It is a bit bigger and somewhat colder, but a planet circling a star 500 light-years away is otherwise the closest match of our home world yet discovered, astronomers announced on Thursday.Yay! Now we can totally go there once we've ruined this planet! It turns out the nefarious alien aggressors from the movies who travel the universe invading and exploiting like-planets after destroying their own are us!
The planet, known as Kepler 186f, named after NASA's Kepler planet-finding misison, which found it, has a diameter of 8,700 miles, 10 percent wider than Earth, and its orbit lies within the "Goldilocks zone" of its star, Kepler 186 — not too hot, not too cold, where temperatures could allow for liquid water to flow at the surface, making it potentially hospitable for life.
"It's Earth size," said Elisa V. Quintana of the SETI Institute and NASA's Ames Research Center in Mountain View, Calif. "It's in the habitable zone. So we now know these planets do exist."
...With its smaller size, Kepler 186f is more likely to have an Earth-like rocky surface, another step in astronomers' quest for what might be called Earth 2.0.
"It's a progression," said another member of the discovery team, Thomas S. Barclay of the Bay Area Environmental Research Institute. "This is a very, very exciting milestone discovery. It has a much higher probability of being habitable. This planet really reminds us of Earth."
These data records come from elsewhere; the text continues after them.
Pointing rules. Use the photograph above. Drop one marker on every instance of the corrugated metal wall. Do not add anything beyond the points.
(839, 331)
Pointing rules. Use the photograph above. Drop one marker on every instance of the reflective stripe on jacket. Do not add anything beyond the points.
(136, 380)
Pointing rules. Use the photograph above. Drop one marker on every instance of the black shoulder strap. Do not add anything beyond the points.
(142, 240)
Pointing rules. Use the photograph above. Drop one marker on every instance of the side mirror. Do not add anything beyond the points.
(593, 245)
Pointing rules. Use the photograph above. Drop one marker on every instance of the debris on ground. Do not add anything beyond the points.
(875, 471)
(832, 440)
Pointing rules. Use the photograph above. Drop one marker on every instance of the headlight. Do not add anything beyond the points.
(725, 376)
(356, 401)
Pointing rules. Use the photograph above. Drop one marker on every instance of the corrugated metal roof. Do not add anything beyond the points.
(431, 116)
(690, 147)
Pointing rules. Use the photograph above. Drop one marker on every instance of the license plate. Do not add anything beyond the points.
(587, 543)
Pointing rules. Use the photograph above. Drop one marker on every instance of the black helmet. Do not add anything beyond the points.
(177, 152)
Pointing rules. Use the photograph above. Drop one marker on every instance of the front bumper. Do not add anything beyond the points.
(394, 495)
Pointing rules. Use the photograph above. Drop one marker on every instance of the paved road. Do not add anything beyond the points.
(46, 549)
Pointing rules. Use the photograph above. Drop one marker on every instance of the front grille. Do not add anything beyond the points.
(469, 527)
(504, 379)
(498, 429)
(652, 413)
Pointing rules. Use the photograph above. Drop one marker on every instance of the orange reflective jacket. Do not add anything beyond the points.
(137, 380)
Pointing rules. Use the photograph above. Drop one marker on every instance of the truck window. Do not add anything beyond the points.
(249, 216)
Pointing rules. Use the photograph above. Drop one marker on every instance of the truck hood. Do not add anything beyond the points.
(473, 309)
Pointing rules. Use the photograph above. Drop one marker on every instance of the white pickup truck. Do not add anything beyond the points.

The researchers speculate that it is made of the same stuff as Earth. "It probably has a composition made up of iron and rock and ice and some water, as Earth does," Dr. Barclay said, though he added that "the relative combination of those things could be very different."
The gravity on Kepler 186f, too, would be roughly the same as Earth's. "You could far more easily imagine someone being able to go there and walk around on the surface," said Stephen Kane, an astronomer at San Francisco State and another member of the research team.
Kepler 186f is not a perfect replica, however. It is closer to its star — a dwarf star that is smaller and cooler than the sun — than the Earth is, and its year, the time to complete one orbit, is 130 days, not 365. It is also at the outer edge of the habitable zone, receiving less warmth, so perhaps more of its surface would freeze.
On the other hand, the researchers said that with its greater mass, Kepler 186f could conceivably have a thicker, insulating atmosphere to compensate.
"Perhaps it's more of an Earth cousin than an Earth twin," Dr. Barclay said.
Just kidding! We'll definitely destroy Earth before we figure out how to leave it! You're safe, inhabitants of Kepler 186f!